Se Gesù ci dice che un samaritano o un pubblicano può essere più religioso di un pio israelita, non per questo ha mai detto a chi lo ascoltava di diventare samaritano o pubblicano. Gesù ci dice che il culto non basta se è vissuto come un mercato tra l’uomo e Dio per acquistarsi il suo amore, perché non è offrendo un animale più grande che si ottiene uno sconto maggiore sui propri peccati; non è semplicemente moltiplicando i numeri delle comunioni, dei rosari, delle ore di adorazione che “ci si salva”. Allo stesso tempo non è solo agendo bene che l’uomo “si mette a posto con Dio”. È sempre di grande aiuto leggere le pagine di Vangelo una vicina all’altra, piuttosto che a pezzi, così da riscoprire come nella trama e nell’ordito dei racconti degli evangelisti emerga costantemente una manifestazione dell’unico comandamento che Gesù ci ha insegnato, comandamento che tiene insieme l’amore per Dio e per il prossimo.
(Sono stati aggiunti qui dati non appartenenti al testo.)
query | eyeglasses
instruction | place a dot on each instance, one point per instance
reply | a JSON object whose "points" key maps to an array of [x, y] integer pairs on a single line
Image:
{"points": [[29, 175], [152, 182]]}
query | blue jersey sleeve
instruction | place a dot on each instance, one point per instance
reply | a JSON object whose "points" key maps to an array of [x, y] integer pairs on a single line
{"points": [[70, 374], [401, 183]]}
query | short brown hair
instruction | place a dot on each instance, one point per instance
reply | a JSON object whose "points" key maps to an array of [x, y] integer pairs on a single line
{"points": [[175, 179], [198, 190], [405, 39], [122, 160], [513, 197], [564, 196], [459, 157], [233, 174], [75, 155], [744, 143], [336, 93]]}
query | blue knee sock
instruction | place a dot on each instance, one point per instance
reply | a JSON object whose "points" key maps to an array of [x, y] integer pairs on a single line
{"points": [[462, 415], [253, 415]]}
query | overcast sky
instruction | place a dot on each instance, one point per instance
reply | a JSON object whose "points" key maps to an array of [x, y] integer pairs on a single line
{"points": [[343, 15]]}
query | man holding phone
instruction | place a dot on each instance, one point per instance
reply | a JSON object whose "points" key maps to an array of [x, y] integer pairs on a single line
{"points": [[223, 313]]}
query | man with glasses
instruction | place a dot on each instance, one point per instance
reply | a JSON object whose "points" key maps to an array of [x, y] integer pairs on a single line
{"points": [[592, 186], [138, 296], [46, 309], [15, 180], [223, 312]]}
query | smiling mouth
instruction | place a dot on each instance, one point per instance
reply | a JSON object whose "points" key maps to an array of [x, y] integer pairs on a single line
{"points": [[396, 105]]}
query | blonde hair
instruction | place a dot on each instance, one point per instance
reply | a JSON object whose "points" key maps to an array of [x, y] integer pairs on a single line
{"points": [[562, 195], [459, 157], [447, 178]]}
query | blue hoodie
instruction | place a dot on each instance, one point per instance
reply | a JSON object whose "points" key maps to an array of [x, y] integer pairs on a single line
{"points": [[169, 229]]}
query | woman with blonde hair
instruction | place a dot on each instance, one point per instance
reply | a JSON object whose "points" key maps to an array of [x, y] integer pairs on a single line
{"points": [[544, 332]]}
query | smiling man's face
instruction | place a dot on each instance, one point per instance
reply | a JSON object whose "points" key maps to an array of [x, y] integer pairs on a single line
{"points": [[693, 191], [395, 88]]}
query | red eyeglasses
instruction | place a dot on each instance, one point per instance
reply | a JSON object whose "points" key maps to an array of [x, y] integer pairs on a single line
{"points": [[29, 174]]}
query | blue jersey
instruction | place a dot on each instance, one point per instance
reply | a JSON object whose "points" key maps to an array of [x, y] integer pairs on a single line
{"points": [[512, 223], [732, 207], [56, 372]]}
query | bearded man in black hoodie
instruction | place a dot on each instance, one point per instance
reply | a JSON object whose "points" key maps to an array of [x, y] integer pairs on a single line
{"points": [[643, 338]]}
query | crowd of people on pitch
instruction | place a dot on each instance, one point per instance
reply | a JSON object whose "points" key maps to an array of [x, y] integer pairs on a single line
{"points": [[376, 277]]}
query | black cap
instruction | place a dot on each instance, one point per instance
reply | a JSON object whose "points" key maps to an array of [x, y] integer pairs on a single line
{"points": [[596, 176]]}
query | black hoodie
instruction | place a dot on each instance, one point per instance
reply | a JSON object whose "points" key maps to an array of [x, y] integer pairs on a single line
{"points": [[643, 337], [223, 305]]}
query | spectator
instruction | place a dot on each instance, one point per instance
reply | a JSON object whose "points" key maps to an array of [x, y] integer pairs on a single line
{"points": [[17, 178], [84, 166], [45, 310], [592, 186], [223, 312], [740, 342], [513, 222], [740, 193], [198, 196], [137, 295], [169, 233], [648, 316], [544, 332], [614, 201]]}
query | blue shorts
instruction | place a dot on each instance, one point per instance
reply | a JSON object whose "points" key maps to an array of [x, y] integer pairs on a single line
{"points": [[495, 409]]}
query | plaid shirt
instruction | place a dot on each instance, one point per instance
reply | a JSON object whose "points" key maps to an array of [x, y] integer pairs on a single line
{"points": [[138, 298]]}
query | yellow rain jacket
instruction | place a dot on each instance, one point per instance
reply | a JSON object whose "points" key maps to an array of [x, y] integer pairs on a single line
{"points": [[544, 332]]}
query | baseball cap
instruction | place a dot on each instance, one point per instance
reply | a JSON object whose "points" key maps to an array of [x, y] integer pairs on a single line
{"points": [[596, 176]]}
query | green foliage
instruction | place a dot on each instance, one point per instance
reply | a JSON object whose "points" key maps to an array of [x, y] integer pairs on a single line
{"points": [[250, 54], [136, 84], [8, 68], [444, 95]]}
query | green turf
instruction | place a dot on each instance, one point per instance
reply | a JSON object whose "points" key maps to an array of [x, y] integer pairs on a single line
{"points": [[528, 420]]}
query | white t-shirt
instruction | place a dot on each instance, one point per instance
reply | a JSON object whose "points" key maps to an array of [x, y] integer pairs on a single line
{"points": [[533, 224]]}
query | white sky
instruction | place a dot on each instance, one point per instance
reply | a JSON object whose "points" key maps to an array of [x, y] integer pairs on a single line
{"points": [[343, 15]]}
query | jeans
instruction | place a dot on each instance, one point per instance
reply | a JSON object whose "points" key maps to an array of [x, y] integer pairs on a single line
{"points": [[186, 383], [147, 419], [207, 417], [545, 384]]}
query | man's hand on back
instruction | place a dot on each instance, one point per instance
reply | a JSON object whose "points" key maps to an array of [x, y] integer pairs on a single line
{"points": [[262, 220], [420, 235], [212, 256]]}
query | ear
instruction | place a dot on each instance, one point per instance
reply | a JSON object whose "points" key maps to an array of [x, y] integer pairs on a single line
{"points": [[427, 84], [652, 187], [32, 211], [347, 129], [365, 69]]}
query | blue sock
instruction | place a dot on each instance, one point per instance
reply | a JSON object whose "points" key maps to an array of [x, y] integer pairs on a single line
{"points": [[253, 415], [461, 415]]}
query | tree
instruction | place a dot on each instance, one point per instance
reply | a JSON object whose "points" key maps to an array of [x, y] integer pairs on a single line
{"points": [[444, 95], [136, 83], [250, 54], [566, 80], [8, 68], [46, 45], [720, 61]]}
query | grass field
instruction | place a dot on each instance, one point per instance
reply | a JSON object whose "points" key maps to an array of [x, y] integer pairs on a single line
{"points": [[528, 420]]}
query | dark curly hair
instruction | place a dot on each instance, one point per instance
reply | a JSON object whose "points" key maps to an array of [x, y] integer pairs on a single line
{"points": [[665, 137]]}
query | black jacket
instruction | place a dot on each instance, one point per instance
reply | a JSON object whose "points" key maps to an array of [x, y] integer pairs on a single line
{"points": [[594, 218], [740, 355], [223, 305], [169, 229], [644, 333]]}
Lo si può vedere anche in questa pagina di Vangelo. Abbandonare la pretesa che basti il culto per essere buoni, si affianca al richiamo che il “luogo” in cui si incontra Dio è il Signore Gesù, risorto dai morti. Dio si fa sempre incontrare in due templi, che non possono essere divisi, pur nella loro differenza: il tempio di pietre in cui si celebra il Risorto, il tempio che è il prossimo, soprattutto se è povero, malato, solo, abbandonato, in cui vive il Risorto. Papa Leone ce lo ha ricordato firmando l’esortazione apostolica Dilexi te, a cui stava lavorando papa Francesco e consegnandocela come uno dei primi atti del suo insegnamento, aiutandoci così a confermare la nostra fede in Gesù, il Cristo Figlio di Dio.

La memoria dell’anniversario della Basilica di san Giovanni in Laterano, cattedrale di Roma, ci porta a ricordare anche l’importanza che ha per noi il servizio del papa. Forse ci può commuovere vederlo, stringergli la mano, potergli parlare. Ancor più, però, ci deve smuovere l’ascolto delle sue parole con le quali ci richiama a credere in Gesù, a lavorare per la pace, ad amare il prossimo. Ci aiuta personalmente, “per la mia fede”, e ci aiuta come comunità, “per la nostra fede”, in parrocchia e nelle diocesi. Non si crede mai da soli, si crede sempre all’interno di una famiglia, la Chiesa fatta di donne e di uomini che nella chiesa di mattoni si riunisce per incontrare il Risorto nel Pane e nel Vino, con il compito di disperdersi per riconoscere il Risorto sulle strade degli uomini e portare al mondo il sapore di Dio e così continuare a compiere quello che nel rito ha iniziato.